Thoreau looked pityingly on this intelligent man whom he believed love had demented and shrugged his spare shoulders. But he willingly laid out an itinerary. 'You take a train to Orleans,' he explained, 'and from there on progress by coach. This stage is a narrow one and the three seats really hold but two each. The driver, however, always waits until he has nine passengers without taking the dimensions of any. Then, after several ineffectual slams while you time your inspirations and expirations to help, he gets the door shut.'

Years after, it seemed to the two Ripleys that they had seen the Cape hand in hand. True, the lady's slippers filled with sand, the food was all but poisonous, and the natives smelled much of the fish with which they dealt. Ribs of whales were woven in fences. In places even the baby-carriages were fitted with runners so as to cope with sand. The houses were few and far and the land was desolate. They went beyond the domain of the horse to a far shore where the only commerce was by water. Everywhere was the sea and the sight of its wastes and its richness. The ribs of wrecks antedating the Revolution lay in the sand. The white wings of the fishing fleet flashed like gulls on the horizon. To east and west, and finally to the north, was only the sea. The wind was cold and alive over the wastes of sand.

'Are you as happy, Lanice, as you look?'

'Oh, so much happier! My face is too long and my hair is too dark and straight to show half what I really feel. I wish I had a red face like an apple and little yellow curls, and then perhaps you could tell merely by looking at me how happy I am.'

'Haven't you paddled about in that cold water long enough?

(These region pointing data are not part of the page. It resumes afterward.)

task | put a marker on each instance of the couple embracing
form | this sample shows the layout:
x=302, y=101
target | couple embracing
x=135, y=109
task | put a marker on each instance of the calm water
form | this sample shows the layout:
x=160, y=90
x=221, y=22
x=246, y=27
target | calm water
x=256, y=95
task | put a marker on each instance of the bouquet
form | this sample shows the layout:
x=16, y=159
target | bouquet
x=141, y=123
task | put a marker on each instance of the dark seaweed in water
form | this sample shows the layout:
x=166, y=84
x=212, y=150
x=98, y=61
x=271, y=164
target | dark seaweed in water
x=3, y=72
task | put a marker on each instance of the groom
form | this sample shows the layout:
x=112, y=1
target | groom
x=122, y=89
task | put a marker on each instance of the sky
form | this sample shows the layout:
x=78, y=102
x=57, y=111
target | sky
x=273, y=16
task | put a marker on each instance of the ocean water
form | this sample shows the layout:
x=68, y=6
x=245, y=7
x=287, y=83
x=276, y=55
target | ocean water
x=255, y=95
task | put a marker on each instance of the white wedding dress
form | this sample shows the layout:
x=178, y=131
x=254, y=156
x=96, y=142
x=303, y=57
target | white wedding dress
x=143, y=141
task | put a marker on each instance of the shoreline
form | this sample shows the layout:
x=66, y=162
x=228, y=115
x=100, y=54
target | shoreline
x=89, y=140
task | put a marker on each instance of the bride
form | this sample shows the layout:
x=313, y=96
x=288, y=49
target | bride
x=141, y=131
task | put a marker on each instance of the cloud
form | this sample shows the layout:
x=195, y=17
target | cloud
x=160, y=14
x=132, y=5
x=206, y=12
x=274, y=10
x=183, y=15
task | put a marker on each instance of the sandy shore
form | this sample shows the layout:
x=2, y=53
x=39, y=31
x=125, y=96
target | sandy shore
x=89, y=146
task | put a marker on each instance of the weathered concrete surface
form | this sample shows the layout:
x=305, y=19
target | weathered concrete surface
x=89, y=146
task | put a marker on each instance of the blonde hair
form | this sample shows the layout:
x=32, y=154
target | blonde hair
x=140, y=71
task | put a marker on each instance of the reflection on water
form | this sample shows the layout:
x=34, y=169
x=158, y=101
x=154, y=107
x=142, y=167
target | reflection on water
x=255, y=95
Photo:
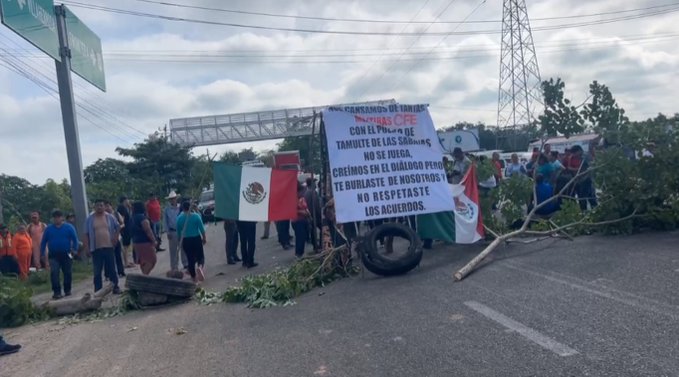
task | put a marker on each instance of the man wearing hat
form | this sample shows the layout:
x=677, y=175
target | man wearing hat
x=153, y=212
x=170, y=214
x=460, y=165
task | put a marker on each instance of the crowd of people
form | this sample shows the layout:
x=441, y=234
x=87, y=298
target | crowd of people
x=550, y=170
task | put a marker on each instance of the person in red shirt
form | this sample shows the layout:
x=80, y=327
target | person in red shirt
x=8, y=259
x=497, y=164
x=301, y=223
x=23, y=245
x=153, y=212
x=6, y=245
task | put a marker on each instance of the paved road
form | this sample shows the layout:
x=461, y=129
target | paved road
x=594, y=307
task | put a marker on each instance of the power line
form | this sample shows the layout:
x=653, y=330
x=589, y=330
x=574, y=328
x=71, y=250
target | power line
x=45, y=82
x=82, y=88
x=49, y=90
x=489, y=52
x=132, y=55
x=377, y=21
x=354, y=32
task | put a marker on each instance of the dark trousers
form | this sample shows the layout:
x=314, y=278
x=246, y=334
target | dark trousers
x=156, y=232
x=120, y=267
x=247, y=230
x=283, y=230
x=193, y=247
x=60, y=261
x=301, y=228
x=313, y=231
x=586, y=194
x=231, y=246
x=104, y=260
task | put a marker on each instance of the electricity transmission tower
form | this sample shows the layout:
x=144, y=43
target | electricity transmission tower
x=520, y=90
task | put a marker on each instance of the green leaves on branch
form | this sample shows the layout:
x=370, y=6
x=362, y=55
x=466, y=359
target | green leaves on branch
x=281, y=286
x=16, y=307
x=560, y=116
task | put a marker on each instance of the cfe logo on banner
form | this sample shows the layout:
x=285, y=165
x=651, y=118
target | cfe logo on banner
x=385, y=161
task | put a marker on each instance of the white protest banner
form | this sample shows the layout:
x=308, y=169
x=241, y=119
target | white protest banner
x=385, y=161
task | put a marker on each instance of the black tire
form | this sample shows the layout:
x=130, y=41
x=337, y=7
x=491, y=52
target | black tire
x=378, y=268
x=412, y=256
x=158, y=285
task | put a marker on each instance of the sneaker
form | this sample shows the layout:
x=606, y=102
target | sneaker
x=6, y=349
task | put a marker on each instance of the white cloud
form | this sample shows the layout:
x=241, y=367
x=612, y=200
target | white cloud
x=144, y=95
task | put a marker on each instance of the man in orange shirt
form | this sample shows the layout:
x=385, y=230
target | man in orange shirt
x=23, y=245
x=153, y=213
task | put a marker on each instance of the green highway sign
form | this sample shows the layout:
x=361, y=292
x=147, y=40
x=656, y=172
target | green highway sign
x=34, y=20
x=87, y=60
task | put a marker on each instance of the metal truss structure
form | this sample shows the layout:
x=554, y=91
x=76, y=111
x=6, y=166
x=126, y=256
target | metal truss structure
x=255, y=126
x=520, y=90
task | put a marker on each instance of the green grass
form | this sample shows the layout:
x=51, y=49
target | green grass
x=39, y=282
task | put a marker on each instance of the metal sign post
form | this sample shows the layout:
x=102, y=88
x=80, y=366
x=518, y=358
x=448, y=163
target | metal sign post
x=75, y=165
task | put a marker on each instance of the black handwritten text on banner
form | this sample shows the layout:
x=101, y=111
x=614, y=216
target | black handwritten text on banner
x=385, y=161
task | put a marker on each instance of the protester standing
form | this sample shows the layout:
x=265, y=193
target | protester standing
x=153, y=212
x=61, y=240
x=125, y=235
x=23, y=244
x=247, y=234
x=143, y=238
x=118, y=248
x=102, y=233
x=283, y=230
x=192, y=233
x=313, y=201
x=36, y=229
x=515, y=168
x=231, y=232
x=267, y=230
x=170, y=214
x=301, y=223
x=461, y=164
x=8, y=258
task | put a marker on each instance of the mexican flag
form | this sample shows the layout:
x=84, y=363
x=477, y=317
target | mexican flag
x=464, y=225
x=254, y=194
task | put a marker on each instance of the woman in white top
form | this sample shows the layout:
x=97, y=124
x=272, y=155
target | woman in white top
x=515, y=167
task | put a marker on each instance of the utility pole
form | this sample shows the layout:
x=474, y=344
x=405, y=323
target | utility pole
x=2, y=217
x=75, y=165
x=520, y=90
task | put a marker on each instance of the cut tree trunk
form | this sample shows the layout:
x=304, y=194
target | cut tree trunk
x=74, y=305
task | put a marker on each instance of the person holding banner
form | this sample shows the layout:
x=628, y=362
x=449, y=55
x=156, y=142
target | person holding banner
x=247, y=231
x=301, y=224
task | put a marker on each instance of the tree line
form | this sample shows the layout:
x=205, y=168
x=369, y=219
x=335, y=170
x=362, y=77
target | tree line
x=158, y=165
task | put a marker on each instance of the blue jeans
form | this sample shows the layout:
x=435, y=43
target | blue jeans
x=60, y=261
x=156, y=231
x=104, y=259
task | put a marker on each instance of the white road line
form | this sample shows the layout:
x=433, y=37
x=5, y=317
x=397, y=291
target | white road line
x=525, y=331
x=626, y=298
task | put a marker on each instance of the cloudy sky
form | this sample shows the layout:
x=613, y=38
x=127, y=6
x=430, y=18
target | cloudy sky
x=158, y=69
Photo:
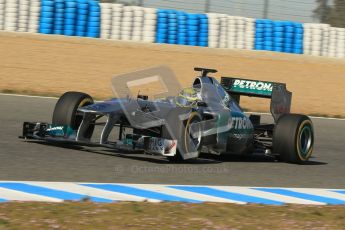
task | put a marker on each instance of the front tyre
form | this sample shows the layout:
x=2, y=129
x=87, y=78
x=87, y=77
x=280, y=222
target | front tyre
x=293, y=138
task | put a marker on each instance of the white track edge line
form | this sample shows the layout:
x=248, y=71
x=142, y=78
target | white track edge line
x=251, y=112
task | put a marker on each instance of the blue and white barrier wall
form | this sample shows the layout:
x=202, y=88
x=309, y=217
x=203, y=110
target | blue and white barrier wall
x=89, y=18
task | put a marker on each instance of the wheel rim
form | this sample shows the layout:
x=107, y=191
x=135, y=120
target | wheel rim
x=305, y=140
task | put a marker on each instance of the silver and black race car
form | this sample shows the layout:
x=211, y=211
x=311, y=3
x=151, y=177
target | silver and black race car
x=203, y=118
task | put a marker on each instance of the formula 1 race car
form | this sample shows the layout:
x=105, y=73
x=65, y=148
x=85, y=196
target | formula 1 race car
x=203, y=118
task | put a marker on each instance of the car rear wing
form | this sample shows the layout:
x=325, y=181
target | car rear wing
x=277, y=92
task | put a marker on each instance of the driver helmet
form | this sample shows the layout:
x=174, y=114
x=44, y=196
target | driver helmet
x=188, y=97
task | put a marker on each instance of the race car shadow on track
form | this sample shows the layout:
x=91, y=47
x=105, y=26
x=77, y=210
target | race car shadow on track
x=204, y=158
x=260, y=158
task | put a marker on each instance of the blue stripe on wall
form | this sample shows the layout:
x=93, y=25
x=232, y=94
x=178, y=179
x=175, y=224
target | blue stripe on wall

Come and sit beside me on this dune.' And he unfurled the big, plum-colored umbrella that had so far theoretically protected the lady's complexion.

2

She wore an odd green dress of glazed chintz speckled over with minute yellow blossoms. Barefooted and bareheaded she climbed the sand and spread her full skirts beside her husband.

'Are you happy, too? Your beard has grown so shaggy it is almost impossible to see what you are really thinking. Isn't this much nicer than a trip to Niagara?'

'We can come here again next summer if you like, or perhaps go over to Paris.'

'Next year, and the next year, and the year after that and the year after that! Can you imagine that this is going on forever?'

'This sense of security, completeness, this finality is, I think, marriage. You never felt so at peace with the world before, did you?'

'No,' she answered, and felt a slight, unaccountable dread for the peace she had gained and unreasonable regret for the sometimes unhappy freedom she had lost. 'I will have a great many children,' she thought, 'and move in the best intellectual circles in Concord, Cambridge, and Boston. I will study Italian and aid Sears with his translation of Dante, and hire some one to darn my stockings and go over and help those poor poverty-stricken Alcotts.'

'I feel from now on,' she said aloud, 'that life will be very correct and very certain. And I feel as if you really understand me as no one else ever has. I am like a—glass person, almost. And you know everything, even "what is best," like those unpleasant papas Miss Bigley and I used to put in our stories. You know everything, almost everything I have ever done or thought, and everything I ever will be...' Both thought guiltily as she spoke of the sombre young man from Arabia.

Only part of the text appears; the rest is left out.